Now, the ideas are not particularly startling anymore, but they were at the time. Publisher after publisher read it, and it didn’t make a significant impression. Finally, I said, ‘the hell with this.’ I gave it up. And a little publisher in New England wrote me and asked me if I would let them have a try at it, which I did. It came out in 1972, and it has been in print ever since. It has really caused a stir (Gambino, Smithsonian Magazine).

In the same interview, Crosby explained that “for the first 40 or 50 years of my life, the Columbian Exchange simply didn’t figure into history courses even at the finest universities” (Gambino, Smithsonian Magazine).

Today, the term that Crosby coined is standard across history courses, and the consequences of contact are covered in most world, Latin American, and American history courses.

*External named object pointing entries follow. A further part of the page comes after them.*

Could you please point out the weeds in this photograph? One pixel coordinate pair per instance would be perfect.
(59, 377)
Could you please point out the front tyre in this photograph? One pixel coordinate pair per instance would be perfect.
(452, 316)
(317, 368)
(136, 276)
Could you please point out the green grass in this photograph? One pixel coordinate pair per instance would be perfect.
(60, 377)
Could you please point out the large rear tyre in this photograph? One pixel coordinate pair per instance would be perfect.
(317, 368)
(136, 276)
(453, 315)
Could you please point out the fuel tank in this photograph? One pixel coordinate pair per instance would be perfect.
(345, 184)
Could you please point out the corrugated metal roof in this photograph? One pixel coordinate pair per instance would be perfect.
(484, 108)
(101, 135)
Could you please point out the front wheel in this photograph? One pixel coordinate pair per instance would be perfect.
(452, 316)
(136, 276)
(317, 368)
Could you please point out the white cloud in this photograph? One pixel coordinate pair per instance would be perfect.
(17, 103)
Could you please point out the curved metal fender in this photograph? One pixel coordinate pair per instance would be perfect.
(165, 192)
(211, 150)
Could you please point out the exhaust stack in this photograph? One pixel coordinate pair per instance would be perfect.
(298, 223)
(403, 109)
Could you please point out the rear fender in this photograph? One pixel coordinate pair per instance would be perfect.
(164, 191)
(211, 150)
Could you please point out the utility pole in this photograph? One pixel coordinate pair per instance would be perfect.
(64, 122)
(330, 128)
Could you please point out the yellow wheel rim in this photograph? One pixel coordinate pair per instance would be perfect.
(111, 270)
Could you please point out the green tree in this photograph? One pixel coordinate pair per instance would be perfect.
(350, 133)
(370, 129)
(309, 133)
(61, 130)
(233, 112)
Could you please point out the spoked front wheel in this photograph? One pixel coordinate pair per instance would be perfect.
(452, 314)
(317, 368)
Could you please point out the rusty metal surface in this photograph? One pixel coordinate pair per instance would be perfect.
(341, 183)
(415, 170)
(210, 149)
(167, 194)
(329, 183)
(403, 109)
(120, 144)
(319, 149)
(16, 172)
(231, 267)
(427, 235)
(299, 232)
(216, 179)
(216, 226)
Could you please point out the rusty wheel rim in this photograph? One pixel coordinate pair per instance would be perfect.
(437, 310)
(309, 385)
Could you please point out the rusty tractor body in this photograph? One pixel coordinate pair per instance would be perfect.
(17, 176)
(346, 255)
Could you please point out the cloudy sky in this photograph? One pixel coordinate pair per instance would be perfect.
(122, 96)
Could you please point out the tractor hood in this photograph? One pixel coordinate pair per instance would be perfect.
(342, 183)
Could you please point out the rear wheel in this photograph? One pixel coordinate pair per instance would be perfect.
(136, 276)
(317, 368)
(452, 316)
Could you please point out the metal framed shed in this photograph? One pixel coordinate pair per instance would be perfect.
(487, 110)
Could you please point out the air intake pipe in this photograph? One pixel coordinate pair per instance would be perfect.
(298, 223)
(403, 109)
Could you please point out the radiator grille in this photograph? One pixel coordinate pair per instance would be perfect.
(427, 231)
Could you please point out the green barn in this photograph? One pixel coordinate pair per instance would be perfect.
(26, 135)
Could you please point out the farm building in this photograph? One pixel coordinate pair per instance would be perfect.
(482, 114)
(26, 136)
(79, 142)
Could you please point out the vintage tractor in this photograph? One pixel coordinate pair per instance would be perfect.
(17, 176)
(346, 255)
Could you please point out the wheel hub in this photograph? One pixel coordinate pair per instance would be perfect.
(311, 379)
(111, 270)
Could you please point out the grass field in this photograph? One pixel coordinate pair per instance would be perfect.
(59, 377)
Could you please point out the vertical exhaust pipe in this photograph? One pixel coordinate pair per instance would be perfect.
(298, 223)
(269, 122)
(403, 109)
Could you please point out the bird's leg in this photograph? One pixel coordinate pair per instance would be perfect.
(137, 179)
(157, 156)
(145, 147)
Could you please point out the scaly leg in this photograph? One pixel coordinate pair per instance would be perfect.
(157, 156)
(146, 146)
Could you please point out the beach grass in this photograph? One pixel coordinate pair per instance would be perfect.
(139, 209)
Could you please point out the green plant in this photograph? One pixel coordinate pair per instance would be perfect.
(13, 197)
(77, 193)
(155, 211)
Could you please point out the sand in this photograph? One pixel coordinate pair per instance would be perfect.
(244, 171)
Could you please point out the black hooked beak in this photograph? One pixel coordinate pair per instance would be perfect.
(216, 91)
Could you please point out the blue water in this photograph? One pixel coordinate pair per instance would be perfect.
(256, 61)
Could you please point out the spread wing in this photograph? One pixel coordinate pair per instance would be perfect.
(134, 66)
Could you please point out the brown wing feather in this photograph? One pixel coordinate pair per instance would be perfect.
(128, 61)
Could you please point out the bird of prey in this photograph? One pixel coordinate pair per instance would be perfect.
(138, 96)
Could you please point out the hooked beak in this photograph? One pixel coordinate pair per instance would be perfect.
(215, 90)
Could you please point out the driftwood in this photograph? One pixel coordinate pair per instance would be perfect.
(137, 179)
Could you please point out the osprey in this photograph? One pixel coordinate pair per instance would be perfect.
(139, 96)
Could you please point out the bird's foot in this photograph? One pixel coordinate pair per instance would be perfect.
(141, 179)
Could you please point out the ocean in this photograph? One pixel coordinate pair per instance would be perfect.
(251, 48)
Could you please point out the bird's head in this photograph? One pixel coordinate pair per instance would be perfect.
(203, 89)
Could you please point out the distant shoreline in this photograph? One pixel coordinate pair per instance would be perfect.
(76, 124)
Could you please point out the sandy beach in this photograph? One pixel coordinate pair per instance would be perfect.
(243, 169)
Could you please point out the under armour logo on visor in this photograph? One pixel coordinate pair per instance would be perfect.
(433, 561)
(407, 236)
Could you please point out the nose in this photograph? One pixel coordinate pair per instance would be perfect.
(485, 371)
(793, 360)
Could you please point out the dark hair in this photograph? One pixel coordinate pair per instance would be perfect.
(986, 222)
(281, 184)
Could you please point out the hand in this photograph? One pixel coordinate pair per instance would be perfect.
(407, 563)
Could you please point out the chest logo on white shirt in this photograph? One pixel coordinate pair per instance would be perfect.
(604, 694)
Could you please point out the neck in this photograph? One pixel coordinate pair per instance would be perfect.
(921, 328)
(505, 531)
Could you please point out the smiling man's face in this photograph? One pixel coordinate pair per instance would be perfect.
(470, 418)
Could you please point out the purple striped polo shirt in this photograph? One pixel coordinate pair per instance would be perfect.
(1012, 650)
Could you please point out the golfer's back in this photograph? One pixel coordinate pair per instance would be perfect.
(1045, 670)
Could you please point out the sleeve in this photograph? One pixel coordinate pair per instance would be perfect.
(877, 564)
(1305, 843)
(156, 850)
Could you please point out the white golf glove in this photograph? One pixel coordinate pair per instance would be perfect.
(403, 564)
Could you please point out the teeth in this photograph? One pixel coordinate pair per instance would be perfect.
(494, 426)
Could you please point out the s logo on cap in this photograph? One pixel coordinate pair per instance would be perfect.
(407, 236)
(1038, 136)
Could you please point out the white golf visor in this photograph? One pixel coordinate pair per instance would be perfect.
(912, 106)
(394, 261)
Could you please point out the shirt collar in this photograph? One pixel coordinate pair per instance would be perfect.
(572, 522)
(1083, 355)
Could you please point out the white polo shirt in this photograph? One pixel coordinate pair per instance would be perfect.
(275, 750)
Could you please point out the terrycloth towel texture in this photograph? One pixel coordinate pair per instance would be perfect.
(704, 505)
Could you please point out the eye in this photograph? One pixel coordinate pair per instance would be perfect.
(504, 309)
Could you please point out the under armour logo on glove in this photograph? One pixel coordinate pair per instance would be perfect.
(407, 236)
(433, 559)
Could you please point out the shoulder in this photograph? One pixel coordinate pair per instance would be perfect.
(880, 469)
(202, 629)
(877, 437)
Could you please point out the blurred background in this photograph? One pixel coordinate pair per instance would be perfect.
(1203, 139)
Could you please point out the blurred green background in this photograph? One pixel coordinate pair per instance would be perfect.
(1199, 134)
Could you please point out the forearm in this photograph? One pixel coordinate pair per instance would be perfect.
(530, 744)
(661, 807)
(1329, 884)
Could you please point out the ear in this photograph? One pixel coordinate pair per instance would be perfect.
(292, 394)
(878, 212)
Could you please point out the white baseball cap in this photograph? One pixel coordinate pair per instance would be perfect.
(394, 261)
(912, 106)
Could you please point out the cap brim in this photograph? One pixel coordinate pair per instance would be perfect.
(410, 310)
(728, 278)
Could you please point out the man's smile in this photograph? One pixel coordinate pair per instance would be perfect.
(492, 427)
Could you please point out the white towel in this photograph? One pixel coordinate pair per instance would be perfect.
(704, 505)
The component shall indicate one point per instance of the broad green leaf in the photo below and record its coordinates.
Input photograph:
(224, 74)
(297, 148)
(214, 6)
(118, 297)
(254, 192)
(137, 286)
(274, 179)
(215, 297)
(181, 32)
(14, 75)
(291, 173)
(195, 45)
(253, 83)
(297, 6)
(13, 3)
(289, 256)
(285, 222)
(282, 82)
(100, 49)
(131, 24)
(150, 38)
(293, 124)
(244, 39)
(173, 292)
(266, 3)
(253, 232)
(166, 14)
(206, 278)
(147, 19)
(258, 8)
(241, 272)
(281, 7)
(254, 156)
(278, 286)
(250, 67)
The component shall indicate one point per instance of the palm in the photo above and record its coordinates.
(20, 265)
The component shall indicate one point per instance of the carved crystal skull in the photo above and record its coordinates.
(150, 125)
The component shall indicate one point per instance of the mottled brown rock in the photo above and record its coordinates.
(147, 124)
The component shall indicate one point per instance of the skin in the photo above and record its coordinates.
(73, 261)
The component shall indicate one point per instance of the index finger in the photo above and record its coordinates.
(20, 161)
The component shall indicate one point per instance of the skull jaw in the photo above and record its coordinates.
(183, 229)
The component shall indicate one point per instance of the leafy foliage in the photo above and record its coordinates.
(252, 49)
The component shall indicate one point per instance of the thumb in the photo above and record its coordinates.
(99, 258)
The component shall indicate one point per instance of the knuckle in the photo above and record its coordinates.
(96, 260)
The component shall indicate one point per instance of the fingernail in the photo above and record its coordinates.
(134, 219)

As J.R. McNeil notes in his foreword to the 2003 edition of the book, “Mainstream history gradually took notice” (xii) of Crosby’s new approach to history. By the 1990s, the term “Columbian Exchange” was commonplace in textbooks. McNeil credits Crosby with launching other ecological histories because he created an intellectual framework to which other historians looked: “Crosby’s legacy lies not in the comprehensiveness of chronicling the Columbian Exchange, but in the establishment of a perspective, a model for understanding ecological and social events” (xiii). His work was, thus, transformative to the discipline of history.